6 Mayıs 2015 Çarşamba

Mavi Oktav Defterleri pdf


Yazar:Franz Kafka
Sayfa sayısı:51


Link: https://yadi.sk/i/wUg-8sEegSxG9


Alıntılar:


Ölümün yaptığı en büyük zulüm: kolay anlaşılan bir son, gerçek acıyı doğurur. Ölüm döşeğinin çevresindeki ağlayıp sızlamalar, gerçek bir ölümün orada gerçekleşmemiş olmasından şikayet anlamındadır. Hala bu ölümlerle yetinmemiz, bu oyunu sürdürmemiz gerekir.





Aile yaşamı, arkadaşlık, evlilik, meslek, edebiyat gibi ne varsa her şeyde başarısız olmamın, hatta başarısız bile olamayışımın nedeni miskinlik, kötü niyet ya da beceriksizlik değil -gerçi bunların hepsinin de kendince bir rolü var bunda, çünkü "haşarat boşluktan doğar"- bütün bunlar değil, ayağımın altında bir zeminden, havadan, buyruktan yoksun oluşumdur. Benim ödevim bunları yaratmak, sadece belki, o zaman, elden kaçırdıklarımı ele geçirebileceğim için değil, ama elden kaçırdığım bir şey olmadığı için, çünkü ödev ödevdir nasıl olsa. Hatta bu en birincil ödevimizdir, ya da hiç değilse, bu ödevin yansıması, tıpkı, hava basıncının düşük olduğu yüksekliklere tırmanan birinin aniden çok uzaklardaki güneş ışığıyla karşılaşması gibi. istisnai ödev de değil; Kuşkusuz daha önceden bana yöneltildi. doğru, şimdiki ölçüde yöneltilmiş miydi, bilmiyorum. bildiğim kadarıyla, dünyaya gelirken evrensel insan zayıflığının dışında, yaşamın gerektiği hiçbir şey getirmemiştim yanımda. bu güçsüzlük ki, bir bakıma devcileyin güç- içinde, asla savaşma değil, Sadece temsil etme hakkını kendimde gördüğüm ve kuşkusuz kendime çok yakın bulduğum içinde yaşadığım çağın olumsuz özelliklerini gayretle özümsedim. ne bir parça olumlu, ne de olumluya devrilip aşırı olumsuz, bunlar benim kalıtımsal olarak pay almadığım şeyler. ben kierkegaard gibi, hıristiyanlığın artık iyice iki yana düşmüş eli tarafından yaşama salınmadım, ne de siyonistler gibi artık bizden uzaklaşarak uçup giden yahudi ibadet cübbesinin ucundan yakalayabildim. bir son ya da bir başlangıcım ben.

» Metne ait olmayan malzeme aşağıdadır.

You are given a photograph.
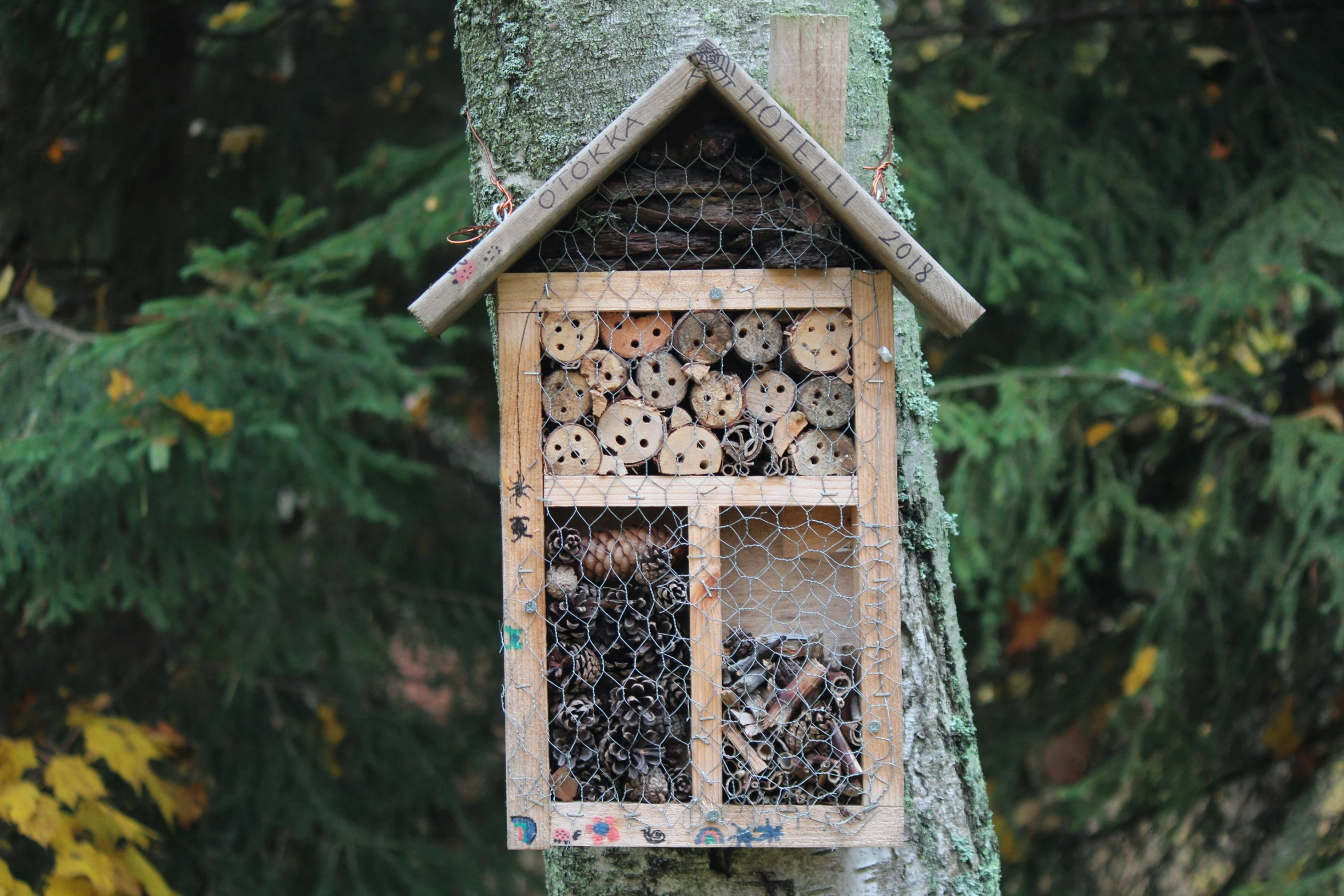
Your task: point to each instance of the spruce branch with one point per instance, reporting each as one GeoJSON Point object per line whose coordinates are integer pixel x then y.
{"type": "Point", "coordinates": [1123, 376]}
{"type": "Point", "coordinates": [1093, 17]}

Atlasın özgür olduğunu düşünmesine izin verildi. dilediği an dünya yı omuzlarından atabilir ve çekip gidebilirdi. Fakat, o na verilen tek izin bunu düşünmesiydi.


Cennetten kovulduk, ama cennet yok edilmedi. kovulmuş olmakla şanslıyız. Çünkü, eğer kovulmasaydık cennetin yok edilmesi gerekecekti."